What do these results mean to the school and its teaching staff?
As a staff, we are immensely proud, not just of our pupils’ results, but more importantly of the young people they have become. The pupils’ attainment in their Common Entrance and scholarship examinations is great to see, but we believe that learning is a journey, and that pupils’ progress is as important as their grades. Looking back, many pupils and parents would not have believed their outcomes two or three years ago. It is important to say, too, that we are equally proud of the development in our pupils’ confidence and their intellectual character. Outcomes such as curiosity, resilience, and our pupils’ contribution to the community in their senior schools and wider society are just as important to us.

Beyond grades, how do you measure “success” in the classroom?
Through the school’s teaching and learning, and through devices such as ‘split-screen’ learning objectives, we aim to promote each pupil’s intellectual character.

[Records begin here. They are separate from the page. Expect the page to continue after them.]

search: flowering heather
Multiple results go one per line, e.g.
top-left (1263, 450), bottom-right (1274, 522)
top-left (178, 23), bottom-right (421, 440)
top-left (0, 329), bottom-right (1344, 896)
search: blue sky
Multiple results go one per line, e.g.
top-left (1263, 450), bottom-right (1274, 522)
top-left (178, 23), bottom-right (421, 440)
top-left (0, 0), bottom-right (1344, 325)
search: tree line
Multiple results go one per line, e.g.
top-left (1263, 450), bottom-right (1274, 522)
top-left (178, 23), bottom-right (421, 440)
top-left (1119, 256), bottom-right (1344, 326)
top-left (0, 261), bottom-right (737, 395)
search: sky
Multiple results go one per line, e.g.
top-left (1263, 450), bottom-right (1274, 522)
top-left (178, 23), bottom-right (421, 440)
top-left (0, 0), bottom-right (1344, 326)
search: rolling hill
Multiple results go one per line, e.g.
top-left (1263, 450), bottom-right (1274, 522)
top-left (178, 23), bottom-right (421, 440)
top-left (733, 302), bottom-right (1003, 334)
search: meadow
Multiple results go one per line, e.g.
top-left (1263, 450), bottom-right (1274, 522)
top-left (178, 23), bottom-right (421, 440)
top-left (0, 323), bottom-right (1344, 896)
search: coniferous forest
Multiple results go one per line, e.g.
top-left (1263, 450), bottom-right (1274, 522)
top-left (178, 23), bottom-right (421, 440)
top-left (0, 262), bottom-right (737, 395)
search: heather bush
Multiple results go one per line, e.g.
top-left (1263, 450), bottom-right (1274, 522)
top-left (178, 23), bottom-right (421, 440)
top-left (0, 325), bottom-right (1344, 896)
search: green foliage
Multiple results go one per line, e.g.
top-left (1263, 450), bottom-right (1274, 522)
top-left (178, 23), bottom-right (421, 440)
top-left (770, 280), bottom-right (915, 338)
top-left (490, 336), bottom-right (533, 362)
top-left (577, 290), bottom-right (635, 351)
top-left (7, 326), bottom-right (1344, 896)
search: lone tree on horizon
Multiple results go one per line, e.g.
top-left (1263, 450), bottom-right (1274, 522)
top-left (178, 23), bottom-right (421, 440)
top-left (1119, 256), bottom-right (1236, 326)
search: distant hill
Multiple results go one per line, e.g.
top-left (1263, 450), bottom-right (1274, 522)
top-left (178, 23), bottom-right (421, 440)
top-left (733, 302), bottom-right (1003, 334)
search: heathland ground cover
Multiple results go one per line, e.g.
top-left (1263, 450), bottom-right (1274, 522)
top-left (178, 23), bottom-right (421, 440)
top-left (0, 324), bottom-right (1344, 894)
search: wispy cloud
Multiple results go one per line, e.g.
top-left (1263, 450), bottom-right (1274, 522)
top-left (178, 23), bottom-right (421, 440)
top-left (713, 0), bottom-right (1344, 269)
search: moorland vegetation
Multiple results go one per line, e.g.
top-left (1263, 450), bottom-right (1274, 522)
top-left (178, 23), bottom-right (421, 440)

We want to cultivate, grow and celebrate each child’s capacity to combine thinking skills with knowledge, confidence and self-esteem, to believe in the legitimacy of their own thoughts, to speak their mind articulately (but change it when required), to contest poor thinking and prejudice assertively, and enjoy the challenge of mental sparring.

Regular ‘whole-child’ meetings ensure that pupils’ growth in these areas forms just as great a role in the outcomes we value as their progress in discrete subjects. We foster intellectual risk-taking and curiosity, independence, resilience and effective learning habits within an ambitious, supportive learning community where individual learning profiles are nurtured and celebrated, and where all children are encouraged to strive to achieve their very best. The essence of a growth mindset is embedded within the pupils, parents and teachers in the school community.

How do you put students at ease during the exam season?
Our school is led by an educational psychologist, a rarity in our sector, who works closely with pupils, staff and parents to foster the development of a balanced perspective, and help pupils to manage any anxieties that arise. Our focus on progress and growth helps us to put examinations into their proper context.

In conjunction with other staff, the Head also leads study skills sessions to equip our children to manage their preparation for examinations which will inevitably become part of their academic lives moving forwards. Furthermore, part of the school’s mission is to help our children flourish in whatever comes next for them. We also run seminars for parents, believing that interventions are far more powerful if we work in partnership to create the best outcomes for our children.